Tips to help you sleep as temperatures soar across East Anglia
PUBLISHED: 09:00 03 July 2018 | UPDATED: 09:53 03 July 2018
It’s been one of the hottest and driest Junes on record and the soaring temperatures are forecast to continue across East Anglia.
Last week, temperatures reached almost 30C in some parts of Suffolk and Norfolk, although it was slightly cooler nearer the coast, and highs of up to 27C are predicted in some parts of the region in the coming days.
But while the weather has been great for barbecues and trips to the beach, it’s not so good when it comes to sleeping.
Heat can cause unsettled nights and disturbed sleep, leaving many of us tossing and turning in bed, drenched in perspiration as the sweltering temperatures make it too uncomfortable to relax and drift off to sleep.
Research suggests that the optimum temperature for sleep is around 17C, but if you’re not lucky enough to have air conditioning and can’t get your bedroom to a cool temperature, there’s no reason to continue to lie awake in discomfort.
Try these tips to help you get the restful night’s sleep we all need for wellbeing:
1. Keep blinds, shutters and curtains closed. A room that has been drenched in sunlight all day can become an oven during the summertime. Blocking out the sunshine and heat results in a cooler atmosphere when it’s time for bed, say the makers of herbal sleep remedy Kalms Night.
2. Put on a fan and open a window. Try popping a bowl of ice cubes in front of a fan – it will pick up the cold moisture as the ice melts, and circulate that instead. The cool air will leave you feeling less agitated, and make it easier to drop off. Invest in ear plugs if you’re worried about outdoor noise disturbing you.
3. Repurpose a winter staple, advises independent sleep expert Dr Neil Stanley. A hot water bottle may seem like the last thing you need to help you get through the hot summer nights, but what if your hot water bottle became a cold water bottle? “Filling your hot water bottle with cold water and leaving it in the freezer for a while before placing between your bedsheets is a quick and extremely effective way to cool your bed down ensuring the sheets feel fresh and cool against your skin,” he says.
4. Switch off screens. “Screen time should end ideally at least 25 minutes before sleep,” says Dr Stanley. “Blue light is known to suppress the release of melatonin, which is the body’s signal that it’s time for sleep. Therefore, using screens before bed will disrupt sleep. Research shows that nearly one in five of us check social media before going to bed, so try and put your phone, laptop or tablet down.”
5. Take a cool shower before bed. But not too cool; a really cold shower can have the adverse effect, and actually leave you feeling more awake, say the experts at Kalms Night.
6. Exercise during the day. The light evenings and warm weather leave you with no excuse to miss that evening run or bike ride. Tire yourself out more during the day, and you’ll sleep better at night.
7. Don’t eat dinner too close to slumber-time. Eating a large meal right before bedtime kicks your metabolic system into digesting calories – and expended energy raises your core body temperature. Aim to leave at least two hours between eating and sleeping, says Kalms Night.

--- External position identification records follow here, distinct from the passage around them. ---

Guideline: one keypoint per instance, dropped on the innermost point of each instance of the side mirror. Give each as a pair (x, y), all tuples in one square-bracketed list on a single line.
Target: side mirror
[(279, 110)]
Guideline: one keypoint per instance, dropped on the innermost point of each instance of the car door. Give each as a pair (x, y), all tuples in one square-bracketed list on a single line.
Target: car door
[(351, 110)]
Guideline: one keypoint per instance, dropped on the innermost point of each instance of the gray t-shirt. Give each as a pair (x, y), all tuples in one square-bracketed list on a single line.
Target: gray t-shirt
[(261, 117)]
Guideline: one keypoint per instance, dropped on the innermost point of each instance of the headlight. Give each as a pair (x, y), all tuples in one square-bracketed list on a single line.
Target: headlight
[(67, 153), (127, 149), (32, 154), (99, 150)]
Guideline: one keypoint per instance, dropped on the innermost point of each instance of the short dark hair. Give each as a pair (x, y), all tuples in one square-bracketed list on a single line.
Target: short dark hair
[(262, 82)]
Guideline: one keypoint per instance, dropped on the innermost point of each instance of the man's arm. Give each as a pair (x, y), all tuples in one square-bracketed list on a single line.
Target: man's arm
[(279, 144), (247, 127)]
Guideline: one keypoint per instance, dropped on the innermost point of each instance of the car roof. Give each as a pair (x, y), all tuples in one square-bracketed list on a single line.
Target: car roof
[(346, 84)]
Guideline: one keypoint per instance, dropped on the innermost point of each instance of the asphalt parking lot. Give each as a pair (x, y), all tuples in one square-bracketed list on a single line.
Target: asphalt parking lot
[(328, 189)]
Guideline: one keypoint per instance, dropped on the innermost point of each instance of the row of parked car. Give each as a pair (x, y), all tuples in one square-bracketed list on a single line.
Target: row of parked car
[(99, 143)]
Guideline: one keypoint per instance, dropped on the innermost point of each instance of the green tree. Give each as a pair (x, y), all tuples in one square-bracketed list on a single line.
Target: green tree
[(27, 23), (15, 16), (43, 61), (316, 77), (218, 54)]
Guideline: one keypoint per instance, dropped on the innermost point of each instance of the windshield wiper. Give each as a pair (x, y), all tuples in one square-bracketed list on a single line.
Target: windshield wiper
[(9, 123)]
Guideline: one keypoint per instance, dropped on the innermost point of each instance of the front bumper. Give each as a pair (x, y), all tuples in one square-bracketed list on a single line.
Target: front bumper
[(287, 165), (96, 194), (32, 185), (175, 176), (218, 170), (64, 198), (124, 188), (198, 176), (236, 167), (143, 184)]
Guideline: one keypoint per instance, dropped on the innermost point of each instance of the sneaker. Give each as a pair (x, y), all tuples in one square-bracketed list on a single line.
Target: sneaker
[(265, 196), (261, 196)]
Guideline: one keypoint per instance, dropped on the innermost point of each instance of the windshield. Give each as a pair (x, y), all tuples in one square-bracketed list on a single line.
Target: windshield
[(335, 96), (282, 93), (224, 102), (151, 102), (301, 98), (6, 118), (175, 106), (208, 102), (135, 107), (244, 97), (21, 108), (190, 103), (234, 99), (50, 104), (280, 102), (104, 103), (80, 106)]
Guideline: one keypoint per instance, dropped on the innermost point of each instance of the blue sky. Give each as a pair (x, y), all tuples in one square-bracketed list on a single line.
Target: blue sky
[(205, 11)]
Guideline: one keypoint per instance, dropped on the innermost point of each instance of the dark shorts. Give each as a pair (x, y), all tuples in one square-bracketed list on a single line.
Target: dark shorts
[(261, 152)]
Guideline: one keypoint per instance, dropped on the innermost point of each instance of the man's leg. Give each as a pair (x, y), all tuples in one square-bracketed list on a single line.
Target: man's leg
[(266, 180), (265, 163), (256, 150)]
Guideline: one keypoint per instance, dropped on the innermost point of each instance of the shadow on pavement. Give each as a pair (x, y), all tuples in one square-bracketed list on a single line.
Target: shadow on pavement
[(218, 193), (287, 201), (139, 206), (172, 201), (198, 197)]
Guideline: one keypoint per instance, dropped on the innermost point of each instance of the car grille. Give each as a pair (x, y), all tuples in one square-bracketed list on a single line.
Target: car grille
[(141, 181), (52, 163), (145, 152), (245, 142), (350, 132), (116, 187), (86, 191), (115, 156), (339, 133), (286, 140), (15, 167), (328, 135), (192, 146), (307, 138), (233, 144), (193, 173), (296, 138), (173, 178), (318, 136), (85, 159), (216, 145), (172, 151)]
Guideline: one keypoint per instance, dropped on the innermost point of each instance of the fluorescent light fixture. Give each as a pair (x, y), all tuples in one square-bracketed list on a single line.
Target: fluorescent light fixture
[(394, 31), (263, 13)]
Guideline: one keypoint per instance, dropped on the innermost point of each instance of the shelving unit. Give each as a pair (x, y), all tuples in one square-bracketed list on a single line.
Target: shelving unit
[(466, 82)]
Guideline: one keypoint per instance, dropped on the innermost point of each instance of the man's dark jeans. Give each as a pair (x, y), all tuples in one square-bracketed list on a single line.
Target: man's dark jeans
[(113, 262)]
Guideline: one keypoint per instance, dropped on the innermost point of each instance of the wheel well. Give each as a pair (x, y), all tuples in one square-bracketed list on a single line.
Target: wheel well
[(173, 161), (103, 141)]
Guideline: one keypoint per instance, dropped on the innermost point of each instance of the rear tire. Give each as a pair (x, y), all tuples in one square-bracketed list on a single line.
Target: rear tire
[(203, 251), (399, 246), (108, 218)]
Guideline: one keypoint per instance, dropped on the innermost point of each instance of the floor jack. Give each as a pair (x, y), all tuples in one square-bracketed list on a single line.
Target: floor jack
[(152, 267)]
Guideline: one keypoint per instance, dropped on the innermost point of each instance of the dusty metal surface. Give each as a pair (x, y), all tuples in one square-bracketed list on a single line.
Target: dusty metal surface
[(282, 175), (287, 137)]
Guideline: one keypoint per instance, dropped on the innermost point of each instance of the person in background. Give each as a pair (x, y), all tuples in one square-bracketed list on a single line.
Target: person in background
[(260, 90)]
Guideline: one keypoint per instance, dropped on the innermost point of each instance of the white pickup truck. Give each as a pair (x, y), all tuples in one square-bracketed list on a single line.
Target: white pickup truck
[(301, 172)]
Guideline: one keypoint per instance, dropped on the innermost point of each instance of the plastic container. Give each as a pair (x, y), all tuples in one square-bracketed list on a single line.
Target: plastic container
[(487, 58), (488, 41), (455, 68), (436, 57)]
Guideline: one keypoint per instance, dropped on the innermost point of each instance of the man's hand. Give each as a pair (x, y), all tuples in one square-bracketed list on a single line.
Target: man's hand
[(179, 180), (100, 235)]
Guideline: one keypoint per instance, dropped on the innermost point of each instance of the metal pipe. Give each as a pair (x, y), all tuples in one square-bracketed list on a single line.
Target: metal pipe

8. Choose cotton – make sure your pyjamas and bed linen are made from cotton, a lightweight and breathable fabric which promotes air flow
9. Sip water. Have a glass of iced water nearby to sip on as needed – don’t drink a full glass just before bed though as this can lead to multiple loo trips throughout the night. By the same token, says Dr Stanley, lay off the booze. It can be all too easy when the sun is out to stay out that little bit longer, and indulge in one too many drinks. “Alcohol can leave you feeling dehydrated, which exacerbates many of the worst elements of overheating. Limiting your alcohol intake, and particularly not consuming alcohol right before bedtime are important to ensuring you can get a good night’s sleep.”
10. Try a traditional herbal remedy. Valerian root extract has been used for centuries as a trusted sleep aid due to its herbal sedative effect. Lavender drops on the pillow may also aid sleep.
And if all else fails? Take solace in the fact that good weather rarely lasts here in the UK.